The season saw individual success as well, as running back Ja'Quan Gardner was named an All-American and finished as the runner-up in the Harlon Hill Trophy, the Division II version of the Heisman Trophy. Gardner rushed for 2,266 yards on 337 carries, both GNAC records. Gardner also led the country in rushing yards per game (188.8) and rushing touchdowns (25). Gardner won the GNAC Offensive Player of the Year award, and set a school record for single-game rushing yards by running for 305 yards against Azusa Pacific. Offensive Lineman Alex Cappa was named the conference Offensive Lineman of the Year award for the second straight season, and was a second-team All-American.

Conferences
1924–1939: Independent
1940–1996: Northern California Athletic Conference
1997: Division II Independent
1998–2000: Columbia Football Association
2001–2005: Great Northwest Athletic Conference
2006–2007: Division II Independent
2008–2018: Great Northwest Athletic Conference

Discontinuation of football program

In July 2018, the university announced that the football program would be discontinued after the 2018 season.

Championships

NCAA appearances
The Humboldt State Lumberjacks competed in the NCAA Tournament across 12 active sports (5 men's and 7 women's), 113 times at the Division II level.

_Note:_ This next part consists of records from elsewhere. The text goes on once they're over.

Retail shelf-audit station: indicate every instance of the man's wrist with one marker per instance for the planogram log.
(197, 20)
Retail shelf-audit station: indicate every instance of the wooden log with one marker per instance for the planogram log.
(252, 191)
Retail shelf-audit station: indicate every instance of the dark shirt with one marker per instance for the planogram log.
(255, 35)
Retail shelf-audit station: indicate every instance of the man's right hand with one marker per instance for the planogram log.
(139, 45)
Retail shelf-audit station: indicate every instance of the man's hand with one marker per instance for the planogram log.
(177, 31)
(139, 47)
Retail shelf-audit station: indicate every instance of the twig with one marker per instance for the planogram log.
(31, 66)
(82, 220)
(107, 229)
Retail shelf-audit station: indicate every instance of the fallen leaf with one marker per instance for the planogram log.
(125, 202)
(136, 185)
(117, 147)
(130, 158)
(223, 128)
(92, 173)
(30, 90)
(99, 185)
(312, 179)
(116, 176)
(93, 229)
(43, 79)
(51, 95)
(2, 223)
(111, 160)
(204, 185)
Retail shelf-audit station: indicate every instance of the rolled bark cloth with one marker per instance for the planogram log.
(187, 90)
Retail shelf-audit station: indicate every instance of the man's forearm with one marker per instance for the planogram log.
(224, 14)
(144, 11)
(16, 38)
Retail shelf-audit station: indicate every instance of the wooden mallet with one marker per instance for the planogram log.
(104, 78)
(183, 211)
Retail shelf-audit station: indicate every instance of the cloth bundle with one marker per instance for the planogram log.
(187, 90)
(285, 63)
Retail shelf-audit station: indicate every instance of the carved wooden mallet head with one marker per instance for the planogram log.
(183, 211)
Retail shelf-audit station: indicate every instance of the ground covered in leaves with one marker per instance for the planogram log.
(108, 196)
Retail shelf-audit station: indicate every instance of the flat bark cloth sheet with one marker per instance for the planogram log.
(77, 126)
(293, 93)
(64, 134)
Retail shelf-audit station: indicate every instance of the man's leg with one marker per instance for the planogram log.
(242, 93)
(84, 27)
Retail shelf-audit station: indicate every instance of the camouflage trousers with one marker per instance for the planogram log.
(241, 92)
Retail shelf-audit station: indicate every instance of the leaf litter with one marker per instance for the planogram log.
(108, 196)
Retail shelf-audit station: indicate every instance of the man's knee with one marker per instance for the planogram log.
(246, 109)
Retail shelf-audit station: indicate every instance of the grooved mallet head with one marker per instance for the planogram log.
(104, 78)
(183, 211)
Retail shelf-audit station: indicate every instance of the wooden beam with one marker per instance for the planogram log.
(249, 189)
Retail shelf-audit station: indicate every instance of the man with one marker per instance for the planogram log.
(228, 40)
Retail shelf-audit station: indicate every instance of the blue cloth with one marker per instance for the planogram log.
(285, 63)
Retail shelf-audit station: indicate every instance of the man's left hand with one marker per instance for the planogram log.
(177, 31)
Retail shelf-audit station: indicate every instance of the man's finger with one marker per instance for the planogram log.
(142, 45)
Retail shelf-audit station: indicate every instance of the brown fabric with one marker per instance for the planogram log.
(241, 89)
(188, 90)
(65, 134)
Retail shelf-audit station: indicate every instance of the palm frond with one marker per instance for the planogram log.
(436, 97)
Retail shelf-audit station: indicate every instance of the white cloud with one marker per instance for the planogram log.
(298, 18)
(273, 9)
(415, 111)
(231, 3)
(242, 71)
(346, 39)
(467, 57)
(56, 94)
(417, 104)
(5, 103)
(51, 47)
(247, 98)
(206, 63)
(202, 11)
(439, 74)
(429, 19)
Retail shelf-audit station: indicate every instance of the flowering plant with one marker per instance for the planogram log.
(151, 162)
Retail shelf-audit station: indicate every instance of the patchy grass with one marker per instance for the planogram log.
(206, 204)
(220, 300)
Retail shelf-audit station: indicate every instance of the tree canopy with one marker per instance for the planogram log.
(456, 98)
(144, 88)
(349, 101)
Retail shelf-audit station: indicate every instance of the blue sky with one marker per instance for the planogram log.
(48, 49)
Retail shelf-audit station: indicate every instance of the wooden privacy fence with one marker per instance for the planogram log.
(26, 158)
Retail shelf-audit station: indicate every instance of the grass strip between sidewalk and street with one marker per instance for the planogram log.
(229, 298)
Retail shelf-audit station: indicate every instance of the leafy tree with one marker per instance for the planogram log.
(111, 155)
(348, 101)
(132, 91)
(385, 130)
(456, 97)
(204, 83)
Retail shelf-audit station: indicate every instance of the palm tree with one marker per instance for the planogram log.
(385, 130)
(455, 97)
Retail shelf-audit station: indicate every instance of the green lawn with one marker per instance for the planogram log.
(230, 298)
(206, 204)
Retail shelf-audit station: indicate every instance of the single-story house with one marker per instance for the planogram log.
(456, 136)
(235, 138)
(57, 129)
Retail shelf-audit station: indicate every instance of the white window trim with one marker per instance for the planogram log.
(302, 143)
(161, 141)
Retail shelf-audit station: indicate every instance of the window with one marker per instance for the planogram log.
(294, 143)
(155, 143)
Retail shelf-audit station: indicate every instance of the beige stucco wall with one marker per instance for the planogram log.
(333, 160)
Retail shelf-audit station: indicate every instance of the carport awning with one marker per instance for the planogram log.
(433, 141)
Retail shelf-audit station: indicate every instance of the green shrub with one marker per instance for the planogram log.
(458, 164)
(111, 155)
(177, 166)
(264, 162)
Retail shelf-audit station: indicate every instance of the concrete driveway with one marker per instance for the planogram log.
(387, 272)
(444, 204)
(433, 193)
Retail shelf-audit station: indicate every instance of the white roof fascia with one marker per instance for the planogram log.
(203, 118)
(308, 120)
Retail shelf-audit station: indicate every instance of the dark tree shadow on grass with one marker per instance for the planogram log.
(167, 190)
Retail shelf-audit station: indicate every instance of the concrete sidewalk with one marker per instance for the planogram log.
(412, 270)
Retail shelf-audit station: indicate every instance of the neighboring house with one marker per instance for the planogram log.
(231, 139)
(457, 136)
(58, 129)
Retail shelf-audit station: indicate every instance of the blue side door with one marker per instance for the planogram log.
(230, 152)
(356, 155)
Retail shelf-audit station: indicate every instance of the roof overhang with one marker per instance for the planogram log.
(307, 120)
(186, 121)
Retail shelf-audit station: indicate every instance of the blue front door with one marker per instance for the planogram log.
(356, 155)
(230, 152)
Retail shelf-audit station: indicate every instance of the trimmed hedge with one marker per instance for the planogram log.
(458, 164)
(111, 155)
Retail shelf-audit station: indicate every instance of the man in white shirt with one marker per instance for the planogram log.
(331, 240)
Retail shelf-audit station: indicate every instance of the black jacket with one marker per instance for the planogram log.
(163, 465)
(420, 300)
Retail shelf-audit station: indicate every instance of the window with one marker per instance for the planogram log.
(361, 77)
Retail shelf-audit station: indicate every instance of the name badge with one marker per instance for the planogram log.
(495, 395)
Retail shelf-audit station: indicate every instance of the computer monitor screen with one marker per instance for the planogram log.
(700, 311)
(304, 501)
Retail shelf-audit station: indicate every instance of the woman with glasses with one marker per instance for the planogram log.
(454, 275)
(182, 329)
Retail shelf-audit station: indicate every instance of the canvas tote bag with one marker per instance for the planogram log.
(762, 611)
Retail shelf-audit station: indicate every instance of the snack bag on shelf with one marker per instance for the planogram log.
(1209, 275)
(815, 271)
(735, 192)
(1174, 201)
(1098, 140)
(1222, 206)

 Men's basketball (14): 1983,  1990,  2001,  2002,  2003,  2004,  2006,  2007,  2008,  2009,  2010,  2011,  2012,  2016
 Women's basketball (6): 1995,  2006,  2009,  2010,  2015,  2018
 Men's cross country (12): 1969,  1974,  1980,  1989,  1990,  1991,  1992,  1993,  1996,  1998,  2000,  2012
 Women's cross country (5): 1994,  1995,  1996,  2001,  2012
 Football (1): 2015
 Rowing (5): 2004,  2011,  2012,  2014,  2015
 Women's soccer (1): 1996
 Softball (24): 1990,  1991,  1993,  1994,  1995,  1996,  1997,  1998,  1999,  2000,  2001,  2002,  2003,  2004,  2005,  2006,  2007,  2008,  2009,  2013,  2014,  2015,  2016,  2017
 Men's indoor track and field (1): 2000
 Women's indoor track and field (2): 1995,  1999
 Men's outdoor track and field (27): 1965,  1967,  1968,  1969,  1970,  1971,  1972,  1973,  1974,  1981,  1982,  1983,  1986,  1989,  1990,  1991,  1992,  1997,  1998,  2002,  2006,  2007,  2008,  2009,  2011,  2014,  2018
 Women's outdoor track and field (15): 1988,  1990,  1991,  1992,  1993,  1994,  1995,  1996,  1997,  2001,  2006,  2007,  2008,  2010,  2017

Team

NCAA
During the program's existence as Humboldt State, the Lumberjacks earned 5 NCAA team championships at the Division II level.
 Men's (1)
Cross country (1): 1980
 Women's (4)
Rowing (2): 2012, 2014
Softball (2): 1999, 2008

Results

Other national
 Women's Track & Field (1): 1926, at the highest level

Below is one national club team championship:

 Women's disc golf (1): 2014 (NCDGU)

Individual
Cal Poly Humboldt has had 18 athletes win NCAA individual championships at the Division II level.